30% of global oil is inelastic existential survival leverage, if PRC wanted to charge in blowjobs countries would pay in blowjobs, currency liberalization doesn't matter when selling water in desert.
All of that happening with the worlds biggest oil producer, its second biggest manufacturer, who is food independent and has the worlds most powerful military just lets it happen. And no shooting war breaking out between them.
I’m betting on slow currency liberalization and a transition to a multi currency petroleum industry and subsequent inefficiencies in global trade. But feel free to bet how you want.
> make any sense
GCC petro-yuan scenario is predicated on BIG IF that Iran can control Hormuz oil. Rest is the downstream logic for ~10 years, i.e. before any alternative buildout/pivot by GCC states to some how insulate... which apart from Saudi, they might not (too small). This also why PRC hasn't exactly enthusiastically signed up despite IR offer, because it would burn GCC bridge when IR fate uncertain. But if alternative is IR can hold hormuz hostage, PRC would rather participate in petro-yuan than not, at which point having priority access to energy, possibly at discount is net win. Note in this case IR as SLOC guard dog actually has leverage over PRC, gating energy access also offer PRC cannot refuse.
> US
Hence big if, if US has appetite and capability to break Iran, and it matters US settlement/conditions, because if US reasserts control over Hormuz oil and tries to throttle PRC oil as victory, then PRC may go all in on Iran support. Situation is fluid, the wild card is in fact US or ISR deciding to simply break GCC oil. There is still plenty of room for escalation and shenanigans.

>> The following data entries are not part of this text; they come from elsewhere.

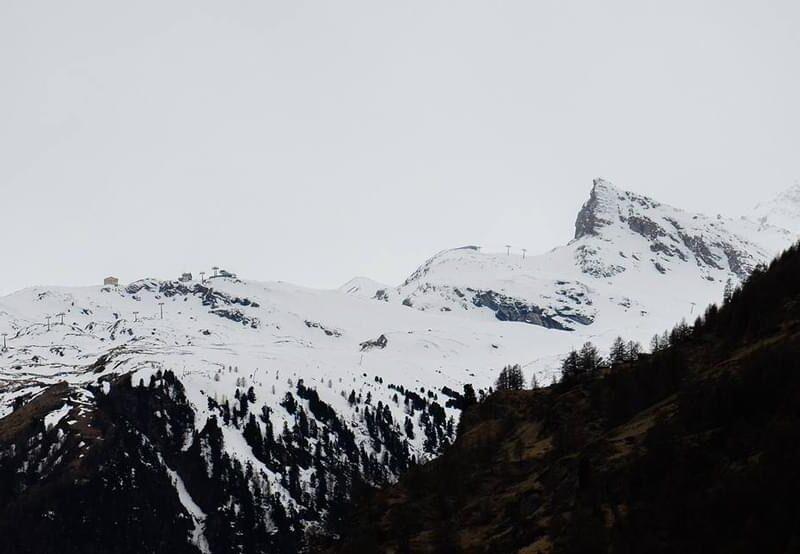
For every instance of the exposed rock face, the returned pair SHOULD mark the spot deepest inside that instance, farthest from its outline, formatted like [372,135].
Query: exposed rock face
[590,217]
[510,309]
[667,453]
[380,342]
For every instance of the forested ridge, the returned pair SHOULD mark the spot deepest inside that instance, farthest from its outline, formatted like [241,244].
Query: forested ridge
[693,448]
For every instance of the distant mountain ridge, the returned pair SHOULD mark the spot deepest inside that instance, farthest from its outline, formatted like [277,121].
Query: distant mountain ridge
[626,247]
[249,413]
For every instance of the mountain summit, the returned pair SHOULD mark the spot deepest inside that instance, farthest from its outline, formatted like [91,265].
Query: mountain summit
[626,247]
[221,414]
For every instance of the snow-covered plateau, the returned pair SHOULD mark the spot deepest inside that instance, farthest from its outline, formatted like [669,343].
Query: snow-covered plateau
[389,361]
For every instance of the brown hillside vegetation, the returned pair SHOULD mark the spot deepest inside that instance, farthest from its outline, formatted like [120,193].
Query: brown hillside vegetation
[693,449]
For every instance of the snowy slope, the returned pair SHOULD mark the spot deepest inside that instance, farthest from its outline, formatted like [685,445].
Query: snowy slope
[635,267]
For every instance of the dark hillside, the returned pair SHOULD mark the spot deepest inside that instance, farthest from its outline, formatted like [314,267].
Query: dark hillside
[693,449]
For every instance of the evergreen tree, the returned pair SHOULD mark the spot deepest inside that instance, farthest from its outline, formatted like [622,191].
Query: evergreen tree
[589,359]
[618,352]
[727,294]
[569,367]
[632,351]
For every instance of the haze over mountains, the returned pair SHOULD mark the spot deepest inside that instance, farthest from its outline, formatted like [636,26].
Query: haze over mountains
[270,389]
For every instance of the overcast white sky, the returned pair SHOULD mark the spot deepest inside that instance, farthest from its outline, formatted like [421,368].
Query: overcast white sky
[315,141]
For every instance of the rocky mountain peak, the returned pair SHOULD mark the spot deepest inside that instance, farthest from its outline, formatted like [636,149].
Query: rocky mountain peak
[782,211]
[605,204]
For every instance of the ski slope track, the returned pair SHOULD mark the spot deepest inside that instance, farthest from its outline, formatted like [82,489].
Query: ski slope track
[380,357]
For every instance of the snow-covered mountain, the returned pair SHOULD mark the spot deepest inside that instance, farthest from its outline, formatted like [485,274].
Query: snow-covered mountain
[782,211]
[635,265]
[305,394]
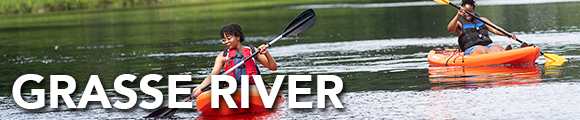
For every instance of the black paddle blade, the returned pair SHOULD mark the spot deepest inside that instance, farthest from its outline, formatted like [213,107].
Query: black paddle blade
[301,23]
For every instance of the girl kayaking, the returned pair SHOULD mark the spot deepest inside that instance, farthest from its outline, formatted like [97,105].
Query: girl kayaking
[473,34]
[233,36]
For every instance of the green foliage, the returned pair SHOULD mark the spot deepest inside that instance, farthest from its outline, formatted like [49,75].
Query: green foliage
[40,6]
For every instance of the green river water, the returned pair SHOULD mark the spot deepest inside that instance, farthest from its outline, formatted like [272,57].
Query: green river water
[379,50]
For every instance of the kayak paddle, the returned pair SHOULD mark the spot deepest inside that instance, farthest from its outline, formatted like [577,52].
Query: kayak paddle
[301,23]
[553,59]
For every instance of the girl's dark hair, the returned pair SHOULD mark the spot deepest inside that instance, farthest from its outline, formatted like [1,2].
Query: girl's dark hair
[232,29]
[470,2]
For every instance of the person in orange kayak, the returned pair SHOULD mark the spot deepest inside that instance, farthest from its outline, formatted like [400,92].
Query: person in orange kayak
[473,34]
[233,36]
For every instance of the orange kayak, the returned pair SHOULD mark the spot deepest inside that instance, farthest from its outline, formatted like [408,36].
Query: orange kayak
[483,76]
[204,103]
[451,57]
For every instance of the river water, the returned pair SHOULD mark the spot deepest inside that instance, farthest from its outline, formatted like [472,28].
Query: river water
[379,50]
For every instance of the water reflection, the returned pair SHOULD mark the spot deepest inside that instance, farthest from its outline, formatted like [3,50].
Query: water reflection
[484,76]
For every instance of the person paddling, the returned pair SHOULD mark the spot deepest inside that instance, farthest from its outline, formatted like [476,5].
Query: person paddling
[473,34]
[233,36]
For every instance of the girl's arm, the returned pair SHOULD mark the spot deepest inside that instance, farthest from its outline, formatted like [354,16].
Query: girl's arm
[217,67]
[266,59]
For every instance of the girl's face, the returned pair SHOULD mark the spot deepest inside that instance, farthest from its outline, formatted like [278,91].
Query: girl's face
[231,41]
[470,9]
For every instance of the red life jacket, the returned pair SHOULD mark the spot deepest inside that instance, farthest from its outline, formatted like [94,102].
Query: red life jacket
[249,68]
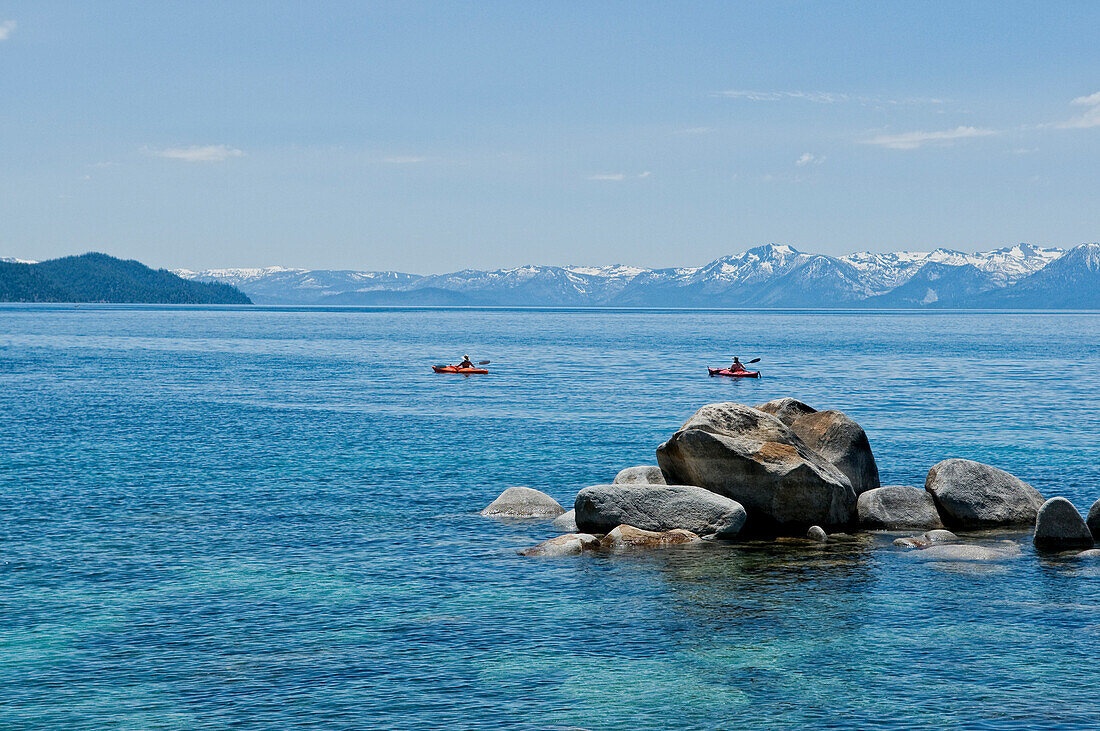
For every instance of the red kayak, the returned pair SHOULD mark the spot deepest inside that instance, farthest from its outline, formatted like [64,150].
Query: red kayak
[466,372]
[734,374]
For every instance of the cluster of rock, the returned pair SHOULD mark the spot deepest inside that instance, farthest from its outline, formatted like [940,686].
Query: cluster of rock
[784,468]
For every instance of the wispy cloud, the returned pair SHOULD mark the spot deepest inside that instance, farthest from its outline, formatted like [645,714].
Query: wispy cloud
[1087,119]
[816,97]
[404,159]
[619,177]
[823,97]
[914,140]
[197,153]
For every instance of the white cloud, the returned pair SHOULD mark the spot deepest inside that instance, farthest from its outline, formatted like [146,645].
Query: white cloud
[914,140]
[1087,119]
[816,97]
[618,177]
[198,153]
[404,159]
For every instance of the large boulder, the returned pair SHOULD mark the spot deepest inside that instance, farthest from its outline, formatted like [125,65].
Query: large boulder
[563,545]
[640,475]
[843,442]
[755,458]
[897,507]
[628,536]
[785,409]
[601,508]
[1059,525]
[970,495]
[1093,520]
[565,521]
[523,502]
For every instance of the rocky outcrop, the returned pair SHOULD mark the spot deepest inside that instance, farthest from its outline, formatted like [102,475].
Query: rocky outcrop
[628,536]
[1059,525]
[570,544]
[897,507]
[785,409]
[524,502]
[967,552]
[565,521]
[755,458]
[640,475]
[842,442]
[601,508]
[970,495]
[924,540]
[1093,520]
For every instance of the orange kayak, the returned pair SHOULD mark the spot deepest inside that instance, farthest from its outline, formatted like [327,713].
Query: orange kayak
[458,369]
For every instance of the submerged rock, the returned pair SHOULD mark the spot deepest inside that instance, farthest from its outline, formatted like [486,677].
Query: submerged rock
[628,536]
[924,540]
[967,552]
[1093,520]
[785,409]
[640,475]
[971,495]
[897,507]
[1059,525]
[563,545]
[834,435]
[524,502]
[565,521]
[658,508]
[755,458]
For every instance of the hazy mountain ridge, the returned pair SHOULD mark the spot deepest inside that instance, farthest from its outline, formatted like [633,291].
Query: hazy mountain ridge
[767,276]
[101,278]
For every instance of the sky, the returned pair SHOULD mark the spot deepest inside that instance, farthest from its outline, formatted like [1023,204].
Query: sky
[430,137]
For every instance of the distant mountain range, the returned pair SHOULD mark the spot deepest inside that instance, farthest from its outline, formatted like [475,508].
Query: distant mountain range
[102,278]
[1021,276]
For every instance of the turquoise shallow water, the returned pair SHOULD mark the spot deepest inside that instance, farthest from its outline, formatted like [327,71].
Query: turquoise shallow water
[262,518]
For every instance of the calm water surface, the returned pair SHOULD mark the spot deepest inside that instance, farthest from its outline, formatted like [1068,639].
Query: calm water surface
[262,518]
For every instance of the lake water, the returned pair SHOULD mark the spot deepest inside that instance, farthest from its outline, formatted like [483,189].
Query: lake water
[266,519]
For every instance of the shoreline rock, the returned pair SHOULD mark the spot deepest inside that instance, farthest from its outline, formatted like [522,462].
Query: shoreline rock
[755,458]
[523,502]
[971,495]
[628,536]
[601,508]
[898,507]
[640,475]
[569,544]
[844,443]
[1059,525]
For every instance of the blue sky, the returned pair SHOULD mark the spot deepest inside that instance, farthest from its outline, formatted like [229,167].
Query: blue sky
[431,137]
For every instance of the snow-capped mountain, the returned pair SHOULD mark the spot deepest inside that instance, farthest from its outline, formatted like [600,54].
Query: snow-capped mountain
[774,275]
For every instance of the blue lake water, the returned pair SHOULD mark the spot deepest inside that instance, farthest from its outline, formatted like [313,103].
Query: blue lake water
[266,518]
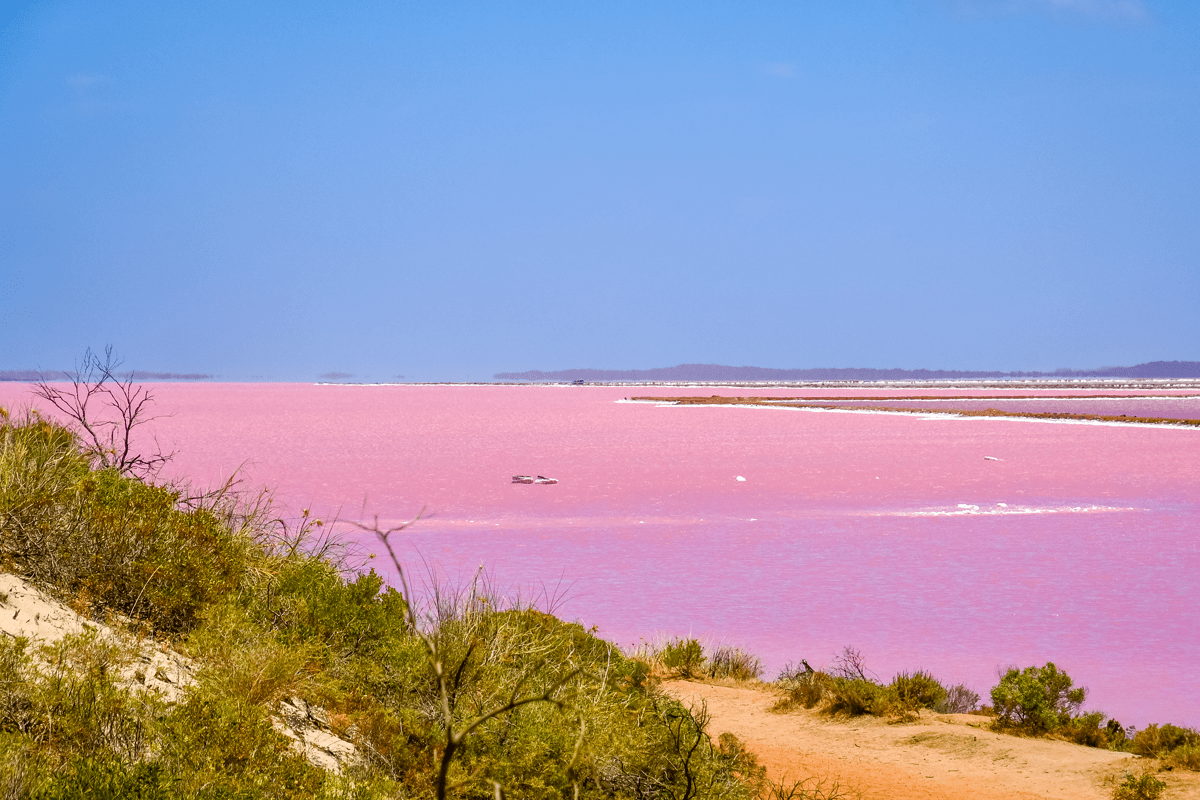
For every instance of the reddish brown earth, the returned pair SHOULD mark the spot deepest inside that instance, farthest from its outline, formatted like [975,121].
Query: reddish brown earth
[940,757]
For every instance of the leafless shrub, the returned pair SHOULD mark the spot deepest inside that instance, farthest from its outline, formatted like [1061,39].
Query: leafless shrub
[850,663]
[106,408]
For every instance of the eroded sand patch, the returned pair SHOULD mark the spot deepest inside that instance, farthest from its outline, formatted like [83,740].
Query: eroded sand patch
[940,757]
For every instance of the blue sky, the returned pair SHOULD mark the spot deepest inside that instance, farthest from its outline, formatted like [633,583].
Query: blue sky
[449,190]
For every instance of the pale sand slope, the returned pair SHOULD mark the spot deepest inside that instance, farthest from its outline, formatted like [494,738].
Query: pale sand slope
[30,613]
[941,757]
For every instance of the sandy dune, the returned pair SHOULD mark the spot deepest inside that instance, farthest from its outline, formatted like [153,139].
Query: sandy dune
[951,757]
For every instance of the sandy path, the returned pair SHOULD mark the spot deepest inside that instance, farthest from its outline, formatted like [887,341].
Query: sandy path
[948,757]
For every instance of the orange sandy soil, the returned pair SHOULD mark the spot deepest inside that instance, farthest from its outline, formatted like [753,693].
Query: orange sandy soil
[941,757]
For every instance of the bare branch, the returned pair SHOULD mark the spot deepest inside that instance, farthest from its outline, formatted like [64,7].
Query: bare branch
[105,409]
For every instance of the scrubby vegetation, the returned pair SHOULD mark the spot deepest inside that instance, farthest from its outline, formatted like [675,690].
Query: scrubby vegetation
[850,689]
[1035,701]
[526,704]
[460,695]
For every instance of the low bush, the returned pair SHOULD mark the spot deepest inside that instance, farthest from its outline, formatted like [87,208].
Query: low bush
[1037,699]
[857,697]
[684,657]
[959,699]
[733,662]
[1087,729]
[805,690]
[918,690]
[1139,787]
[1174,745]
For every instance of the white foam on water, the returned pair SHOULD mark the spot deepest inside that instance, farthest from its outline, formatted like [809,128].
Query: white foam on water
[1001,510]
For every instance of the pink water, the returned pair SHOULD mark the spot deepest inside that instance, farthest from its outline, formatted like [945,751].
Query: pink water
[1165,407]
[897,534]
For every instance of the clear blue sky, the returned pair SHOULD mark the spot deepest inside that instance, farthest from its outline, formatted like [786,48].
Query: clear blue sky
[449,190]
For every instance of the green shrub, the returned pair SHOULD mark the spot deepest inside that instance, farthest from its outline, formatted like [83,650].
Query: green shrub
[733,662]
[805,690]
[108,541]
[107,780]
[267,619]
[1086,729]
[856,697]
[1037,699]
[918,690]
[684,657]
[959,699]
[1139,787]
[1174,745]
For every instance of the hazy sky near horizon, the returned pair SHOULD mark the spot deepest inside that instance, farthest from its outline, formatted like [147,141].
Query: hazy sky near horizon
[450,190]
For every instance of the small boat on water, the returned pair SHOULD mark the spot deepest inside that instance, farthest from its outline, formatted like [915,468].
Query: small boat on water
[529,479]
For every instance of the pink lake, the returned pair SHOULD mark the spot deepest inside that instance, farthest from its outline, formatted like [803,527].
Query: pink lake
[952,545]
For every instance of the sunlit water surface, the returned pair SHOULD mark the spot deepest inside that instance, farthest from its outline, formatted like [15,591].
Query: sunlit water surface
[951,545]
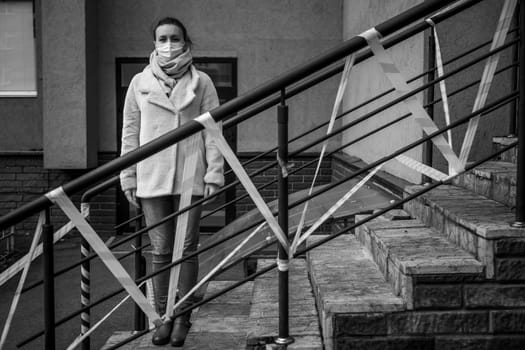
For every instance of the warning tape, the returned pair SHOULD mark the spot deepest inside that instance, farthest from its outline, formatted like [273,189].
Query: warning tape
[349,63]
[207,121]
[414,106]
[421,168]
[219,266]
[336,206]
[88,332]
[59,197]
[188,175]
[442,84]
[18,291]
[20,263]
[488,76]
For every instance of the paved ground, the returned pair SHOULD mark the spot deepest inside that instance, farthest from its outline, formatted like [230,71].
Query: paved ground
[29,316]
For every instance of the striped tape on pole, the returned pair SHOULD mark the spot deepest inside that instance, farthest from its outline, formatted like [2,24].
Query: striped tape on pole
[442,84]
[421,168]
[59,197]
[85,297]
[18,291]
[349,63]
[188,175]
[414,106]
[488,76]
[336,206]
[207,121]
[20,263]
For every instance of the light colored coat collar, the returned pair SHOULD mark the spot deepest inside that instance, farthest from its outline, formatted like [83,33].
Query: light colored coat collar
[181,96]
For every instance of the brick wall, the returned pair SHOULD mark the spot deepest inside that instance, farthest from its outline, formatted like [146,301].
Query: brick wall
[23,178]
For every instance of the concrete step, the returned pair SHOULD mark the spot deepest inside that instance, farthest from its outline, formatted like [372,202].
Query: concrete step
[219,325]
[502,141]
[419,263]
[264,312]
[495,180]
[349,288]
[476,224]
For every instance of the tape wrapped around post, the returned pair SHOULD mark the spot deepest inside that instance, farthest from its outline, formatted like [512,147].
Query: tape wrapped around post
[414,106]
[283,265]
[284,166]
[88,332]
[18,291]
[349,63]
[488,76]
[211,126]
[59,197]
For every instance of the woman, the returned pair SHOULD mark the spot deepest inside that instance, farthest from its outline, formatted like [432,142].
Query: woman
[168,93]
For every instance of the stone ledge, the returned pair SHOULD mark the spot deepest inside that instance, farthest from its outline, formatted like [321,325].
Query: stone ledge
[346,281]
[414,248]
[495,180]
[484,217]
[407,249]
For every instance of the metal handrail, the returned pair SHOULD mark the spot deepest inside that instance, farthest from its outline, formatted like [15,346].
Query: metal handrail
[355,122]
[483,111]
[229,108]
[272,266]
[219,114]
[113,181]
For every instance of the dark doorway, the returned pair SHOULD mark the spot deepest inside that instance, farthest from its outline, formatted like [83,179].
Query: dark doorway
[223,72]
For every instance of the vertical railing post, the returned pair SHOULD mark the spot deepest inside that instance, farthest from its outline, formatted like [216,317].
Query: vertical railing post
[85,288]
[49,282]
[284,337]
[140,270]
[515,79]
[520,189]
[430,98]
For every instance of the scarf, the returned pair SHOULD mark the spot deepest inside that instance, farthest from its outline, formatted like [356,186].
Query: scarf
[169,71]
[178,77]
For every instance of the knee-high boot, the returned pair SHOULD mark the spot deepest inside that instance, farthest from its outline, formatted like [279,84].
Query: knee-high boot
[188,279]
[161,284]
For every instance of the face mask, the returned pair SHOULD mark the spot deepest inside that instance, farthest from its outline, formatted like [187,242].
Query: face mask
[170,50]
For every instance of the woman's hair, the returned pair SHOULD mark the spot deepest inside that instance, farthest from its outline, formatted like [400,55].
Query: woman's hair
[175,22]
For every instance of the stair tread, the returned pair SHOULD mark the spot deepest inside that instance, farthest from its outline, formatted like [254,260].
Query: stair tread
[417,249]
[496,169]
[347,280]
[264,312]
[488,218]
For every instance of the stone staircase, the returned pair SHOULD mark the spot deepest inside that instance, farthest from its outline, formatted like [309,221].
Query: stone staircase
[447,272]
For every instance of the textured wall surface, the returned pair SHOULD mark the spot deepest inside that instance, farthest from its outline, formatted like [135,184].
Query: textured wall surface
[67,142]
[457,34]
[267,37]
[367,80]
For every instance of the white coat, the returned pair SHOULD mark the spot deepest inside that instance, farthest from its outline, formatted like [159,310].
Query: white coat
[149,113]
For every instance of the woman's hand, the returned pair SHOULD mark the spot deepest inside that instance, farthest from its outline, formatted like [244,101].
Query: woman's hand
[131,196]
[210,189]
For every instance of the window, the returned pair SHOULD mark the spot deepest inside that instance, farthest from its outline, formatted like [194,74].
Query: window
[17,49]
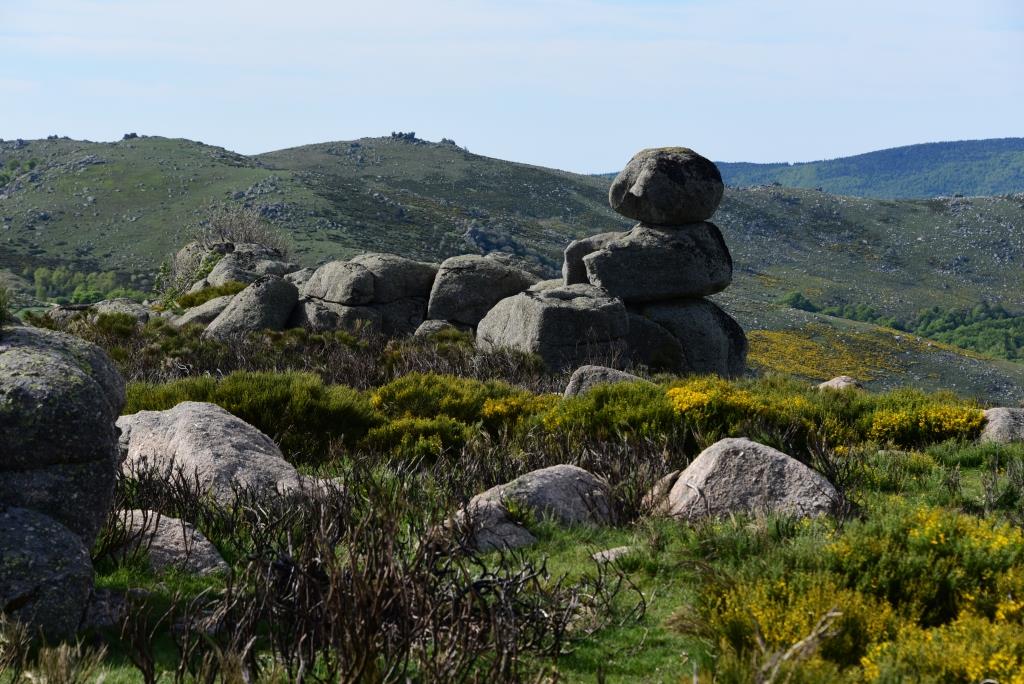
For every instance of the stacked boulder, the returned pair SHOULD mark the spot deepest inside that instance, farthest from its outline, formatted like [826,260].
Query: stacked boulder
[638,294]
[59,397]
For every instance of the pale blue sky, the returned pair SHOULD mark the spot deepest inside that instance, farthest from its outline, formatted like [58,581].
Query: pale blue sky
[574,84]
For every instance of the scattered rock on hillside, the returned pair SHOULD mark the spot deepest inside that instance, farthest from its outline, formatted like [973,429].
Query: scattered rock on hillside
[568,495]
[266,304]
[587,378]
[45,572]
[737,475]
[566,327]
[573,271]
[208,445]
[469,286]
[651,264]
[1004,426]
[841,382]
[667,186]
[711,339]
[169,543]
[59,397]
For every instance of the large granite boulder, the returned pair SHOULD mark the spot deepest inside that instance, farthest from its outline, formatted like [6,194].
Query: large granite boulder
[469,286]
[712,341]
[59,397]
[668,186]
[218,452]
[565,327]
[650,264]
[1004,426]
[45,572]
[266,304]
[573,270]
[567,495]
[587,378]
[737,475]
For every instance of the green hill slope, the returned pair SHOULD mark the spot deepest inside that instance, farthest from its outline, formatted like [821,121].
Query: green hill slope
[968,167]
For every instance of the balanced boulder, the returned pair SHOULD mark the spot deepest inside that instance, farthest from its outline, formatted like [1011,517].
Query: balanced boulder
[266,304]
[207,445]
[668,186]
[737,475]
[650,264]
[469,286]
[566,327]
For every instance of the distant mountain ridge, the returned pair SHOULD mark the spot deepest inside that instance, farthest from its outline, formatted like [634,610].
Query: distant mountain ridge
[972,168]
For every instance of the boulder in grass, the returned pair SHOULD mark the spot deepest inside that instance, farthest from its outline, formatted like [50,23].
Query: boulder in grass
[566,327]
[219,453]
[587,378]
[573,270]
[668,186]
[651,263]
[712,341]
[567,495]
[469,286]
[740,476]
[266,304]
[1004,426]
[45,572]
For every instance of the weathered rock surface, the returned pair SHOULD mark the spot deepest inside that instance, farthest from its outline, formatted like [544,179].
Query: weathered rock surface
[45,572]
[587,378]
[841,382]
[568,495]
[566,327]
[59,397]
[650,264]
[712,341]
[210,446]
[653,346]
[737,475]
[573,270]
[469,286]
[170,543]
[667,186]
[204,313]
[1004,426]
[266,304]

Think about it, every single mother fucking year, the US roughly buys 1 trillion dollars more on services and goods from the rest of the world, than it sells.
It has this privilege/curse basically because the US dollar IS the world's global commerce and finance currency.
It's resource curse on steroids.
Saying it’s not an advantage is to assume those in control want to have manufacturing in the US, while such noises are made there is very little action beyond capricious crony capitalism tariffs that no normal business can possibly rely on.
It seems both you and I agree that manufacturing is an essential component to war-fighting and the health of a nation, but I think it is safe to say that you and I have effectively no control over what the US does.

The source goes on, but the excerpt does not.